Al menos, si uno se informa, si uno lee, entre otros, el libro de Masha Gessen, Sobrevivir a la autocracia (2020).

En Estados Unidos, “ningún actor político poderoso se había propuesto destruir el sistema político en sí, hasta que Trump ganó la candidatura republicana”, dice rotundamente Masha Gessen.

Es cierto. “Probablemente se tratase del primer candidato importante que no se presentaba a presidente sino a autócrata. Y ganó”, dice Gessen. Y vaya si ganó. Su mandato ha sido un deterioro institucional cuyas consecuencias aún ignoramos.

Su ejecutoria ha sido ejemplo de tendencia autócrata, de arbitrariedad como regla de gobierno. Y ha sido ejemplo de gobernante que alienta y alimenta las peores pasiones de la masa adepta o acérrima.

En Trump hallamos la voluntad firme de autoabastecerse, de apropiarse, de acopiar recursos y de satisfacer unas necesidades que nunca se colman. Y todo ello con un sentimiento y un pensamiento (vamos a llamarlos así) de propiedad.

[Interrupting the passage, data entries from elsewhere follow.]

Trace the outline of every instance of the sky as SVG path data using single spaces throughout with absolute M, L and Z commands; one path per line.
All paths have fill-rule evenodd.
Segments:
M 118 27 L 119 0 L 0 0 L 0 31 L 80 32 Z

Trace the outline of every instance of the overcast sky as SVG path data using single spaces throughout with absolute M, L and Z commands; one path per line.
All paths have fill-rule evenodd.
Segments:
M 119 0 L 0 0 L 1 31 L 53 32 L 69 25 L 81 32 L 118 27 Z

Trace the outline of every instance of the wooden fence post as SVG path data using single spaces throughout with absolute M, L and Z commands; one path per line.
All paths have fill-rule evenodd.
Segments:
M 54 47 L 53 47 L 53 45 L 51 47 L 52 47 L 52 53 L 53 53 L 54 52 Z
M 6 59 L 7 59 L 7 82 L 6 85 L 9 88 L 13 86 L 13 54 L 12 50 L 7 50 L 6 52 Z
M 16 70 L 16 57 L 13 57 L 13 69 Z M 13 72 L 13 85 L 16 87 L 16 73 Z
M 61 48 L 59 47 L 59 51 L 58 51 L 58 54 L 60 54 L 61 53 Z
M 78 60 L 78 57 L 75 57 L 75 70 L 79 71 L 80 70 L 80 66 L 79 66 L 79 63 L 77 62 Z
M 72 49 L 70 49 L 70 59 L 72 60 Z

Pero hay algo más, mucho más.

“El desdén fue el combustible de la campaña de Trump: hacia los inmigrantes, hacia las mujeres, hacia las personas con discapacidad, hacia las personas de color, hacia los musulmanes —hacia cualquiera, en otras palabras, que no fuera un hombre blanco sin discapacidades, heterosexual y nacido en EE.UU.— y también hacia las élites que habían consentido al Otro”, señala Gessen.

El desdén y el resentimiento alimentan la antipolítica y destruyen la confianza. Es el precio literalmente de la desconfianza. Ciertos políticos como Trump hacen campaña desde la antipolítica y sobre todo nutren el resentimiento de los votantes hacia las instituciones, pues se supone que éstas, las instituciones, han arruinado sus vidas.

Por eso, Trump, Bolsonaro, etcétera, siguen alimentando las fuentes del resentimiento incluso después de ocupar el cargo presidencial, como si fuera otra persona la que aún estuviese en el poder. Están al frente, pero hablan y se comportan de acuerdo con una retórica insurgente, de oposición radical, presuntamente ajena al sistema.

Es por eso por lo que la probabilidad de que Trump –el bufón, el ordinario, el racista– se volviera presidencial, moderado, era remota, pero la había, admite Gessen.

La había para ceguera de muchos y de nuestro estupor. No supimos ver enteramente o leer la literalidad de lo que se decía, la verdad exacta y paradójica que había detrás de un discurso mentiroso.

Como dice Masha Gessen, “los autócratas suelen dejar claras sus intenciones desde el principio. Si decidimos no creerles o ignorarles, lo hacemos a nuestra cuenta y riesgo”. Y el riesgo es el de que la vulneración de principios ha sido cada vez más grave para desolación nuestra.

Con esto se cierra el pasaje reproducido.